You might be wondering “Why, on two occasions, has Orascom offered to help build a hotel when they’re deal was mainly for 3G network coverage?”. Well, if you take a close look at the Ryugyong, it turns out the top of the hotel has some sort of signal tower, which I’m willing to guess belongs to Orascom!

While some elements of the deal were kept private, they did reveal that they’d invested even more money into the hotel, which will apparently be repaid when it becomes operational. Although the “when” part of that poses a bit of a problem, because the government hasn’t put an opening day for the hotel in their calendars.

In 2019, a new sign was optimistically posted above the main entrance, but since then the doors have remained firmly shut. So, instead of stealing the crown of the World’s Tallest Hotel from South Korea, as it was intended to all those years ago, it’s now listed as the world’s largest unoccupied building in the Guinness World Records. Or, should that be, Kim Jong-Unoccupied? Sorry about that.

North Korea - Ryugyong hotel (5015282991)
Roman Harak, CC BY-SA 2.0, via Wikimedia Commons

However, wouldn’t covering a hotel in lights so bright that they can be seen across a city be really distracting to any future guests staying in those rooms? Also, wouldn’t the money they spent on the fancy light wall have been better spent completing the inside of the building?

Overall, it really doesn’t seem like the government has any plans to open this as a functioning hotel, despite the sign over the door! Maybe they realized the interior decoration costs would be way too expensive, especially considering how few visitors the country actually gets on a yearly basis – and that was before the COVID-19 pandemic!

Furthermore, there’s actually a dark undercurrent we haven’t explored about the Ryugyong yet: its price tag. Now, that $750 million figure may not seem like much considering skyscrapers like London’s Shard and Dubai’s Burj Khalifa cost around $1.5 billion to build each. But the thing is, most citizens of North Korea live in abject poverty.

Recent reports suggest that citizens of this harsh regime earn just 4% of the average South Korean’s income; that’s a little over $99 a month. Even though the country’s economic growth rate is improving, experts believe that the average North Korean's income is dwindling. This is because the rulers of the hermit kingdom are more focused on spending money on things such as the military, nuclear weaponry, and weirdly ostentatious infrastructure.

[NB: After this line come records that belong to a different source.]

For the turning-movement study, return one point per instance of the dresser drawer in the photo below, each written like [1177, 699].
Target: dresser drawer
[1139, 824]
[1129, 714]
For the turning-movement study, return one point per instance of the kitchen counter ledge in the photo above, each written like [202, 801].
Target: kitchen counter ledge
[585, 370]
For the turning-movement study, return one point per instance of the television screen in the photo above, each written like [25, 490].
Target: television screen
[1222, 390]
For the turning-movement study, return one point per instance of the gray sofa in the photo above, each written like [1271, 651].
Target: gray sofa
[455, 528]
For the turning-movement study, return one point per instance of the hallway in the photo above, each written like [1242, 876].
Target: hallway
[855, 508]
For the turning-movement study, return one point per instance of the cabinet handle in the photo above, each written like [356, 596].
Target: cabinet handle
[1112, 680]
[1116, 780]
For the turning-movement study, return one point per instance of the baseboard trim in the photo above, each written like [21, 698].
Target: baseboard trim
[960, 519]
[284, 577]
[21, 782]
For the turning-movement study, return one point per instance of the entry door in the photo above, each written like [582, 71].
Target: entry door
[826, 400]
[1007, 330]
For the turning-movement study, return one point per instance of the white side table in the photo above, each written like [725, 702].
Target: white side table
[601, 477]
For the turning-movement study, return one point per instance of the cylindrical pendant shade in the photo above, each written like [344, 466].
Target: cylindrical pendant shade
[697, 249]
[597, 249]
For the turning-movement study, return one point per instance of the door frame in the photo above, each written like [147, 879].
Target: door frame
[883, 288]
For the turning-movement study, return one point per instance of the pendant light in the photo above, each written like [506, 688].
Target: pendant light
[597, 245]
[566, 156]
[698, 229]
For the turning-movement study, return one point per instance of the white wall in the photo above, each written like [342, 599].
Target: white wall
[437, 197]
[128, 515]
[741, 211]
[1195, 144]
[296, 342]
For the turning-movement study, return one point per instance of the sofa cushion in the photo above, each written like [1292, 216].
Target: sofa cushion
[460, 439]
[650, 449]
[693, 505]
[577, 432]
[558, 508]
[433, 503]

This boosts their perceived power and dominance to the outside world at the cost of their people. But what if the US turned around and claimed it wanted to spend 2% of its GDP on a hotel? There would be serious outrage. Now, granted, America’s GDP is significantly higher than North Korea’s at approximately $21 trillion, but 2% of that is $420 billion.

For that, they could build the World One Center 1335 times over – they could probably turn all of Central Park into one huge skyscraper! It would certainly send a message to the rest of the world, but I don’t think the citizens of the US would be too happy about it – especially if it remained totally empty afterwards! What a waste of money and space!

Ok, that aside – if you were to ever visit North Korea, what would a hotel stay in the least welcoming country in the world actually look like? Well, there are about 8 functioning hotels in Pyongyang, and they’re all quite eerily similar. The décor is reminiscent of the 1950s and 60s, the dining rooms are huge and mostly vacant, the stairwells and hallways are dark and power cuts are frequent – they hardly sound inviting!

But the strangest thing by far is the little enigma machines built into the bedside tables. Maybe they’re part of the phone system or a radio? What do you think they are? I’ll take your best guess because I don’t think I’ll ever be brave enough to visit and find out!